Currently there are two different markets that graphics cards are aimed at. The most popular is gaming where tens of millions of PC video game fans use them to play their games with the best possible frame rate and / or the best graphics. The other market is for high-performance computing or HPC GPUs. How are the two types of graphs different?
There is no doubt that graphics cards have undergone a huge evolution in recent years. Not only do they offer the ability to reproduce increasingly realistic graphics, but their computing power is also used for scientific applications of all kinds and this has allowed them to reach more markets than video games. But in different markets different solutions and as is already known, both NVIDIA and AMD have architectures designed for what is the reproduction of video games on the one hand and on the other hand for scientific computing.

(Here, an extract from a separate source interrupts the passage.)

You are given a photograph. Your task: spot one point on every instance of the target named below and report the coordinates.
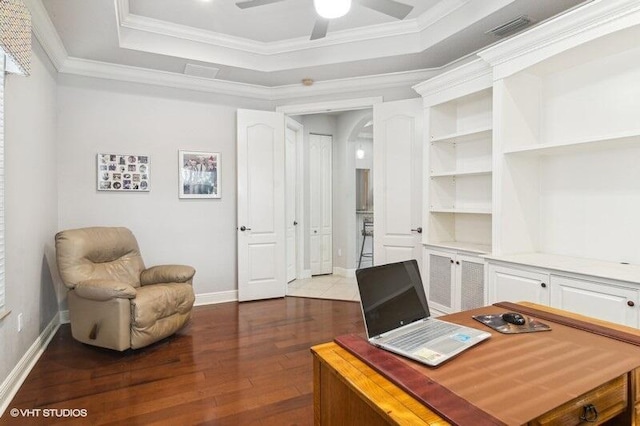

At a general level they share a series of common elements, but they bring with them a series of differential elements that makes them different creatures if we compare an HPC GPU architecture with a Gaming GPU. That is why we have decided to tell you about the differences between both types of GPU.
Data accuracy, the main difference in GPU HPC and Gaming
In a video game, the fact that a piece of data is not entirely accurate is not a problem, since one usually works with what we mathematically call an approximation. Which consists of using lower precision figures, but with enough to perform a close simulation. This is due to the fact that the amount of bits that we can assign to the data in the ALUs are limited and more bits per ALU, more transistors and with this, the size of the transistors is greater. Since the transistor budget of a commercial GPU is limited and data accuracy is not that important, this sacrifice ends up being made.
But in scientific computing it is different, the precision of the data is very important to perform the calculations. A simple variation in the data can lead to the model you are working with to deviate too much or to erroneous results. Imagine the disaster that would be if a low-precision GPU will be used to calculate certain elements when creating a new drug and that due to lack of precision, an error ends up resulting in a health disaster. Hence, many of the GPUs designed for HPC make use of precision 64-bit floating point ALUs. Which we do not usually see the GPUs used for gaming for a very obvious fact.
The use of higher precision instructions requires the implementation of specialized ALUs and with it changes in the entire shader unit, not only with regard to the implementation of these ALUs, but also with regard to registers, the instruction set and intercommunication.
The cost structure is different on an HPC GPU
In the consumer market, for example, it is not possible to sell a large GPU, because what customers can pay is very little, nor can extremely expensive types of memory such as HBM memory be used. Which despite being better in two of the three variables (size and consumption), lose in terms of costs compared to GDDR6 memory, which is much cheaper.
The cost limitation does not occur in the case of HPC GPUs, since they are designed for a market where high costs make the use of HBM-type memories profitable. Hence, GPUs of this type usually use this type of memory instead of GDDR6. If your customers are willing to pay the cost for a better type of memory then they will.
The other reason is that supercomputers and data centers that make use of HPC GPUs is the fact that they usually have their energy consumption already previously budgeted where each watt used has to be used to the maximum. Due to the fact that HBM memory has a much lower consumption in pJ / bit than GDDR6 it has ended up imposing itself in that market and this has made all future HPC GPU designs based on the use of this type of memory, the which requires the use of interposers and therefore 2.5DIC structures.
Different markets, different needs
GPUs to render graphics make use of a series of units that we call a fixed function due to the fact that they are not programmable. His work? Perform certain repetitive and redundant functions when generating the real-time graphics that we see on the screen. HPC graphics cards are different, many of these units do not need them and therefore do not use them.
Typically the simplest change to converting a Gaming GPU to an HPC GPU starts with blinding the video output. But as we have seen in the other two sections, HPC GPUs go beyond that. What is true is that manufacturers tend to leave these types of units in their HPC GPUs. Which is paradoxical to say the least, especially in the case of the GPUs used in the NVIDIA Tesla where the different units are not used. AMD, on the other hand, in their CDNA-based AMD Instinct have completely eliminated them from the equation.
Why are unused units still there? Well, due to the fact that they take up little space, they are turned off when they are not used and it is a bigger job to remove them from the middle and reconfigure the entire design without them than to maintain them. After all, they are not complete processors and take up very little space. Enough not to disturb despite being there. Although the biggest change is in the graphics command processor, most HPC GPUs have that unit disabled and therefore cannot process the display list created by the CPU to generate graphics.